Here's how it works. First, government departments set up a series of conditions, a 'framework' if you will, within which they prepare their statistics. Then, they perform their data analysis within the restrictions of that framework, and voila! Out pops the result they want you to accept. They want you to blindly trust them to tell you the truth. The fact that it's only true if you accept their (flawed) framework, and fails miserably if you look at the wider picture, is something they'd rather you didn't know.
Unfortunately for them, too many people do know about such things - and that's why today's unemployment figures were debunked almost before the ink was dry on the press release. Zero Hedge pinned down one of the most important factors.
A month ago, we joked when we said that for Obama to get the unemployment rate to negative by election time, all he has to do is to crush the labor force participation rate to about 55%. Looks like the good folks at the BLS heard us: it appears that the people not in the labor force exploded by an unprecedented record 1.2 million. No, that's not a typo: 1.2 million people dropped out of the labor force in one month! So as the labor force increased from 153.9 million to 154.4 million, the non institutional population increased by 242.3 million meaning, those not in the labor force surged from 86.7 million to 87.9 million. Which means that the civilian labor force tumbled to a fresh 30 year low of 63.7% as the BLS is seriously planning on eliminating nearly half of the available labor pool from the unemployment calculation.
. . .
This is the largest absolute jump in 'Persons Not In Labor Force' on record...and biggest percentage jump in 30 years.
There's more at the link, including more graphs of the data.
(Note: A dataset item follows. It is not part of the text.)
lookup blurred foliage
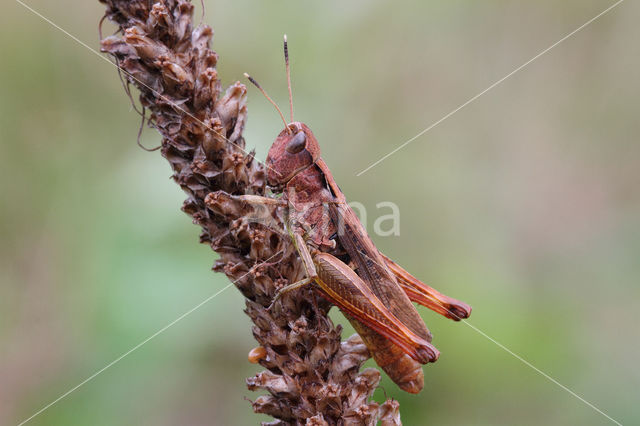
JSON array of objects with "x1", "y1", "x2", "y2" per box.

Important reading.
Isn't mathematics wonderful? Remove a great big chunk of people from the dataset, and calculations using the remainder of the dataset suddenly produce much better results! If you don't bother to explicitly tell people what you did with the numbers underlying your calculations, why, you're not actually lying to them . . . you're just hoping they won't notice.
The good people at Casey Research have identified another part of the problem.
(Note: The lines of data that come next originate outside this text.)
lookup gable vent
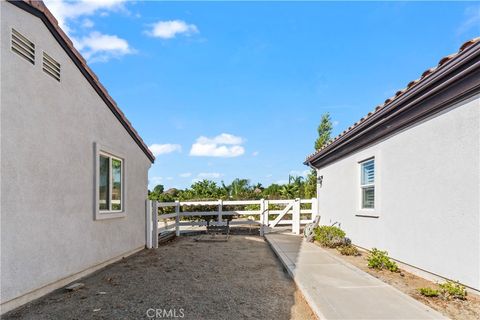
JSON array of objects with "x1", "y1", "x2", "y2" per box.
[
  {"x1": 12, "y1": 29, "x2": 35, "y2": 64},
  {"x1": 43, "y1": 52, "x2": 60, "y2": 81}
]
Workers continue to drop out of the job market. In fact, the labor participation rate continues moving downward in an ugly trend. There hasn’t even been a stabilization period in this important labor indicator.
While the employment-to-population rate has at least flatlined, labor participation remains a major problem. Hidden in these numbers is a shadow inventory of unemployment. Whether it’s students who have gone back to school or those who have simply stopped looking for work, there is a long list of people who will eventually start looking for jobs again. Especially if the unemployment rate continues to fall, more people will enter back into the job market. As a result, the unemployment numbers may stagnate from here.
This jobs report is an excellent example of how misconstrued the unemployment reports have become. On the one hand, it’s a good sign. On the other hand, the unemployment rate completely ignores discouraged workers, the labor participation rate, and the employment-to-population ratio. If anything, the unemployment rate tells half the story. The other half looks either stagnant on the part of the employment-to-population ratio or worsening as the labor participation ratio suggests.
Again, there's more at the link. As usual, Casey Research has done an excellent job of presenting the reality behind the numbers. If you're not already subscribed to their free e-newsletter, I recommend it to you.
Finally, let's acknowledge that the latest unemployment figures do indicate an improvement; but it's an improvement built upon a foundation of several years of bad news. It's a bit like someone whose investments have lost one per cent of their value every month for three years or more. Today, with the compounding effect of that loss, they're worth less than two-thirds of their value before his run of losses started. Now his accountant rushes up to him, beaming, and exclaims, "Good news! Your bad luck has turned! Your investments gained half a per cent last month!" Big deal. Sure, he's up half a per cent . . . but he'll have to make up sixty times that, or more, before he's even back to where he started - let alone improves on that starting-point!
You can expect our politicians, and the bureaucrats who answer to them, to try stunts like this throughout this election year. They'll 'massage' statistics to present reality in the most favorable light, while ignoring anything and everything that detracts from the underlying message that you should vote for them, because Things. Are. Improving! They're not, actually . . . but they don't want you to know that. Don't believe a word they say.
Remember the immortal phrase: "There are lies, damned lies, and statistics". Politicians use them all!